Он отворил дверь. Шериф Брендон втолкнул в контору перепуганных Каттингса и Глисона.

— Есть новости? — спросил Селби.

Шериф покачал головой. Селби обратился к парням:

— Хотелось бы, ребята, чтоб вы взглянули на покойника.

Те молчали. Глисона буквально сотрясала дрожь. Слышно было, как клацают зубы.

— Постойте у печки, — пригласил Селби. — Отогрейтесь.

— Предпочел бы побыстрей покончить с этой историей, — отказался Глисон.

— Что ж, тогда пошли.

Торжественно молчаливой процессией они прошествовали все теми же коридорами все в ту же холодную, мрачную комнату. Там коронер снова откинул простыню, и вошедшие увидели лицо покойника. Каттингс приблизился к трупу первым, присмотрелся, отрицательно покачал головой и отошел в сторону. Глисон, закусив губу, покосился на мертвеца и поспешно отвернулся.

— Знаком он вам? — спросил Селби.

Парни как один затрясли головами — нет.

— Присмотритесь получше, — настаивал Селби. — Не бойтесь, теперь уж он вас не тронет. — Снова парни, едва взглянув на труп, отвернулись. — Когда в последний раз вы видели Марсию Уоткинс? — спросил Селби как бы между прочим.

Никакой реакции — ни у одного, ни у другого. Каттингс с трудом выдавил:

— Лично я не знаю никакой Марсии Уоткинс.

— И я тоже, — эхом откликнулся Глисон.

— Как же этот мужчина оказался в вашем домике? — поинтересовался Селби.

— Честное слово, мистер Селби, — заторопился Каттингс, — даже не представляю, что он мог делать в нашем домике. И как он туда попал, тоже не знаю. Я прямо-таки в шоке от всего этого.

— Ладно, ребята, — сказал Селби. — Не стану вас задерживать. Только договоримся: если попрошу вернуться сюда, вы сразу же, без всяких разговоров приедете. Согласны?

— Конечно, мистер Селби, — заверил Каттингс. — Вы так по-хорошему обходитесь с нами. Мы с Бобом поможем вам чем сможем.

— Дуг, мне надо переговорить с тобой, — сказал Брендон. — А ребята подождут нас здесь.

— Мы можем выйти в другую комнату, — с готовностью предложил Глисон.

— Ничего, здесь подождете, — возразил Брендон.

Вслед за ним Селби вышел в коридор.

— Мне не по душе твое решение отпустить парней, — заявил Брендон. — Чем дольше любуешься тремя стаканами из-под виски, тем больше чешешь в затылке: могло ли дело обойтись без обитателей домика?

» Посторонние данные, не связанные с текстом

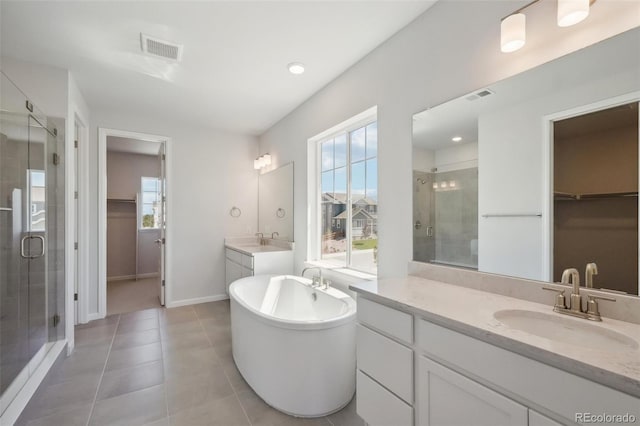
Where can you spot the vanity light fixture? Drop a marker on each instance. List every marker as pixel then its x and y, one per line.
pixel 262 161
pixel 296 68
pixel 513 27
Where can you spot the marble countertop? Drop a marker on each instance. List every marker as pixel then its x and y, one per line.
pixel 471 312
pixel 252 249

— Согласен, ответил Селби. — Но согласись и ты: чем дольше мы допрашиваем, тем очевидней им становится, как мало мы знаем. По-моему, лучшее, что мы можем придумать — отпустить их. Если они что-то утаивают от нас, пусть считают, что это удалось. Мы будем продолжать расследование. Выясним, что они имеют отношение к погибшему, — пригласим вновь. При Уоткинсе нашли письма. Судя по содержанию, он типичный отец-упрямец, глубоко любящий свою дочь-беглянку. Она вне брака произвела на свет ребенка. Выяснив, где жил Уоткинс, мы нападем на след дочери, а через нее выйдем на папашу ребенка. Посмотрим, кого собирался убить этот несчастный.

— А Каттингс и Глисон, разве каждый из них не может оказаться папашей? — предположил Брендон.

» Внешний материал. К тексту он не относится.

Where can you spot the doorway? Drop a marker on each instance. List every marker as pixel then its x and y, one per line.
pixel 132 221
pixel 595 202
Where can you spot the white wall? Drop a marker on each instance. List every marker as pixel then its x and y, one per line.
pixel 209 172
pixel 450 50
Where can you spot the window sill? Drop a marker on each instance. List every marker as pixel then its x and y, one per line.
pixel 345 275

— Теоретически возможно, но все же для данного конкретного случая они зеленоваты. И потом, в их лицах ничего не дрогнуло, когда я произнес — Марсия Уоткинс.

— Тебе решать, — уступил Брендон. — Полагаю, теперь ты сядешь на своего любимого конька, начнешь реконструировать биографию покойника. — Селби кивнул. — Но предположим, — продолжал Брендон, — если Глисон или Каттингс ни в чем не повинны, почему он явился к ним?

— Может, Глисон и Каттингс кое-что знают, но не подозревают об этом? Допустим, они каким-то образом связаны с человеком, которого намеревался убить Уоткинс.